Sunday, July 31, 2011













I have walked on the Sandymount Strand in this picture, which is about one block from the B & B where I stayed several times. More importantly, this is where Stephen walked in the "Proteus" episode of Ulysses.

Text from the "Proteus" episode.

"The dog's bark ran towards him, stopped, ran back. Dog of my enemy. I just simply stood pale, silent, bayed about. TERRIBILIA MEDITANS. A primrose doublet, fortune's knave, smiled on my fear. For that are you pining, the bark of their applause? Pretenders: live their lives. The Bruce's brother, Thomas Fitzgerald, silken knight, Perkin Warbeck, York's false scion, in breeches of silk of whiterose ivory, wonder of a day, and Lambert Simnel, with a tail of nans and sutlers, a scullion crowned. All kings' sons.

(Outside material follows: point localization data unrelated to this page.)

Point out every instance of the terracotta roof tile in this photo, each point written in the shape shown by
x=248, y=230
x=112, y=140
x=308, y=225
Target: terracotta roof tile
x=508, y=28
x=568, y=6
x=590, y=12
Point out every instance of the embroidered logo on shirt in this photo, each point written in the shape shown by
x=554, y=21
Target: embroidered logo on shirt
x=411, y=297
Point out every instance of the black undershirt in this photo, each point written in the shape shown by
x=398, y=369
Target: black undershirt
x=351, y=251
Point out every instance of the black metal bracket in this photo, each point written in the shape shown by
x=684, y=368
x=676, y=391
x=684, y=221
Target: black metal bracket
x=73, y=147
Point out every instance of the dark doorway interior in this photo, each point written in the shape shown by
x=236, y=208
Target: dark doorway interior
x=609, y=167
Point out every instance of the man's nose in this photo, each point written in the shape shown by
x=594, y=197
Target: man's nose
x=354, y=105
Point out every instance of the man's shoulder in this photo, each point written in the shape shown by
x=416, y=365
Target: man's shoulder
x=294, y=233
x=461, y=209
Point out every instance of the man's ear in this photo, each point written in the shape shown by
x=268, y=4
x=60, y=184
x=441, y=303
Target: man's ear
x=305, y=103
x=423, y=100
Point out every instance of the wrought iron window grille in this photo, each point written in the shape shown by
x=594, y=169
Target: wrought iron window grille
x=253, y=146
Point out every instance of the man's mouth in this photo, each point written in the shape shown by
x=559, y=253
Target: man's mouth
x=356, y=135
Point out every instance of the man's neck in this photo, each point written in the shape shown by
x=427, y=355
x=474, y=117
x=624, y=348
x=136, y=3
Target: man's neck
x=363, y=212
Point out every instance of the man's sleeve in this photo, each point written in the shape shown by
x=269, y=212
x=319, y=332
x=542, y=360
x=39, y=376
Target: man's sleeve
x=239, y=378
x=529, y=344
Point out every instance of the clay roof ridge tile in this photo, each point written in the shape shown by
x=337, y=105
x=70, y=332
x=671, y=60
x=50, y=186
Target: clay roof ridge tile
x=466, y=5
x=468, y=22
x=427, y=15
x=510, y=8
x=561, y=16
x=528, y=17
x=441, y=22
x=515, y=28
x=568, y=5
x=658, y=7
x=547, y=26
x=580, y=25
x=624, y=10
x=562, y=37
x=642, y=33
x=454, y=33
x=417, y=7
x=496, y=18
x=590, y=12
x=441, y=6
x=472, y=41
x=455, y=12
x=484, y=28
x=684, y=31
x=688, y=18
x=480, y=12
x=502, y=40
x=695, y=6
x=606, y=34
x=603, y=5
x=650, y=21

Paradise of pretenders then and now. He saved men from drowning and you shake at a cur's yelping. But the courtiers who mocked Guido in Or san Michele were in their own house. House of . . . We don't want any of your medieval abstrusiosities. Would you do what he did? A boat would be near, a lifebuoy. NATURLICH, put there for you. Would you or would you not? The man that was drowned nine days ago off Maiden's rock. They are waiting for him now. The truth, spit it out. I would want to. I would try. I am not a strong swimmer. Water cold soft. When I put my face into it in the basin at Clongowes. Can't see! Who's behind me? Out quickly, quickly! Do you see the tide flowing
quickly in on all sides, sheeting the lows of sand quickly, shellcocoacoloured? If I had land under my feet. I want his life still to be his, mine to be mine. A drowning man. His human eyes scream to me out of horror of his death. I ... With him together down ... I could not save her. Waters: bitter death: lost. "

Notes:

The "he" in "He saved men from drowning" is Buck Mulligan.

The Guido reference is from Boccaccio's Decameron. "Guido Cavalcanti, an Italian poet and a friend of Dante, walks from the church of San Michele in Florence to the Church of San Giovanni, where some acquaintances find him brooding among the tombs. They say: "Let us go and plague him (to ally himself with them). "Guido, you refuse to be of our society; but, when you have found out there is no god, what good will it have done?" Guido answers: "Gentlemen, you may use me as you please in your own house." After Guido leaves, his mockers finally understand the nature of Guido's witty rebuke: "Consider, then, these arches are the abode of the dead, and he calls them our house to show us that we . . . are, in comparison with him and other men of letter, worse than dead men." Thus, the word Stephen omits, "House of . . . ," is decay or death."*

Stephen believes that he is a pretender and a coward. He lists several people who were pretenders including Ireland, which is the " Paradise of pretenders " since it supported the Yorkist pretenders to the throne of England in the fifteenth century and the Stuart pretenders from 1688-1745. Then Stephen wonders whether he would save a drowning person. The answer he would try, but fail.

The word " abstrusiosities" which is used only once in Ulysses refers to the Guido story, but it is a word that has also been used to describe some of Joyce's works. The Proteus episode is fascinating, but it is very dense. There is very little action. The reader experiences much of Stephen's interior monologue.